I used to work as a government official. Govt is still too political, paid and bought for, and intentionally disorganized for the general public to trust it. The govt “welfare” low tax credit allocation program that distributes federal monies to the states to owners of apartment properties is an example. Like a Three Stooges comedy, it is difficult to figure who is in charge of compliance between HUD, the IRS, and the states. On purpose. http://www.not-hud-compliant.spaces.live.com, http://www.hudincomeexclusions.wordpress.com.
Sounds just like what the Nation Wreckers want to see — dependent little people of the State instead of real Americans who have had quite enough of NWO ambitions. We’ll see how long this bull lasts before White America turns the tables in a big, BIG WAY.

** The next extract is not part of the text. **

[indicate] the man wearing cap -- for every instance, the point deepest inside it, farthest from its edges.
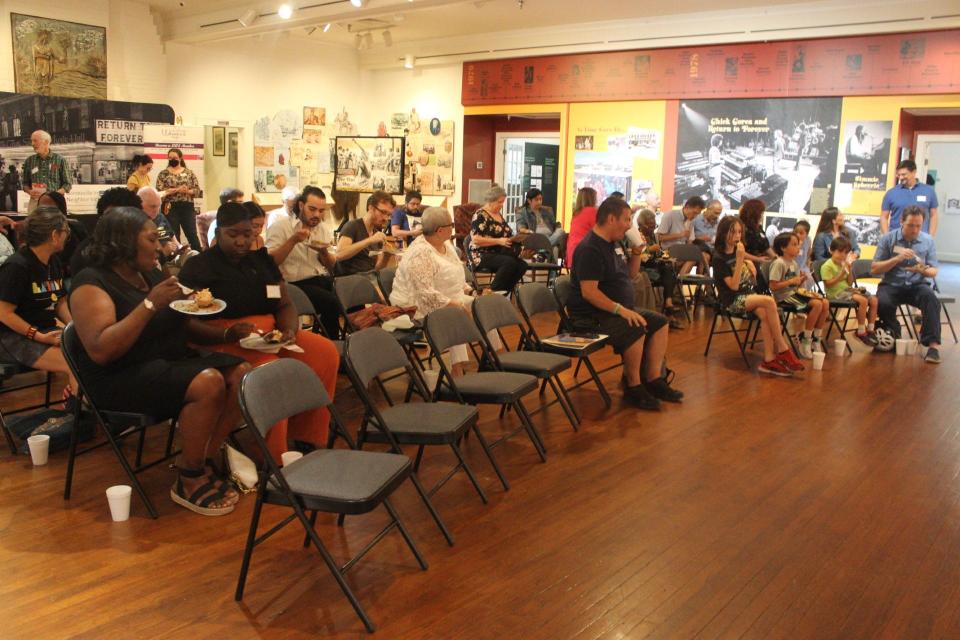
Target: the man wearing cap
(43, 171)
(288, 198)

The timing of the gathering of data here is quite interesting…not long after TANF, but long enough that it might have begun to influence the culture and the way we regard welfare recipients.
Some of the comments here suggest that there is still stigma against welfare recipients, but if this is softening it would be a great change for the country as a whole as well as the individuals who require assistance.
Simmel also recognizes the importance of framing assistance, so that it is regarded as for the good of society as a whole, not just for the good of the recipients. This is what happened for the banking industry last fall, but we still don’t look at welfare policies in this fashion.